As we enter the second half of the year, we face an undersupply of homes on the market. Keep in mind, this undersupply is going to vary by location and by price point. According to the National Association of Realtors (NAR), across the country we currently have about 4.1 months’ supply of homes on the market. Historically, a 6 months’ supply is considered a balanced market. Anything over a 6 months’ supply is a buyer’s market, meaning prices are kept down. Anything below 6 months is a seller’s market, meaning prices appreciate. The graph below shows inventory across the country since 2010 in months’ supply of homes for sale.
Robert Dietz, Chief Economist for the National Home Builders Association (NAHB) says:
“As the economy begins a recovery later in 2020, we expect housing to play a leading role. Housing enters this recession underbuilt, not overbuilt. Estimates vary, but based on demographics and current vacancy rates, the U.S. may have a housing deficit of up to one million units.”

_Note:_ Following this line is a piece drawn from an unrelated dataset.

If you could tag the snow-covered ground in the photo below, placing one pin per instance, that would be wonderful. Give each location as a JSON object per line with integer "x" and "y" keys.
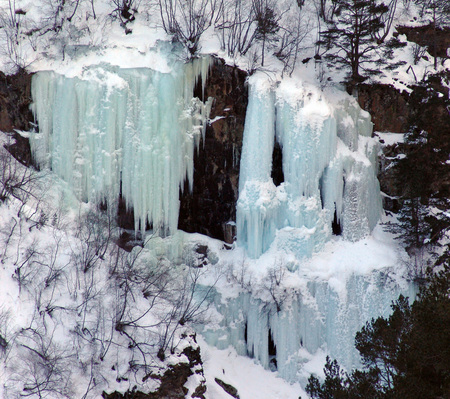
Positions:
{"x": 62, "y": 305}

Given the undersupply of homes on the market today, there is upward pressure on prices. Looking at simple economics, when there is less of an item for sale and the demand is high, consumers are willing to pay more for that item. The undersupply is also prompting bidding wars, which can drive price points higher in the home sale process. According to a recent MarketWatch article:
“As buyers return to the market as the country rebounds from the pandemic, a limited inventory of homes for sale could fuel bidding wars and push prices higher.”
In addition, experts forecasting home prices have updated their projections given the impact of the pandemic. Leading housing groups and institutions (see below) expect home prices to appreciate through 2022. The chart below, updated earlier this week, notes these forecasts. As the year progresses, we may see these projections revised in a continued upward trend, given the lack of homes on the market. This could drive home prices even higher.
Although many may assume that home prices will depreciate due to the economic slowdown from the coronavirus, experts disagree. As we approach the second half of this year, we may see home prices rise even higher given the lack of homes for sale on the market.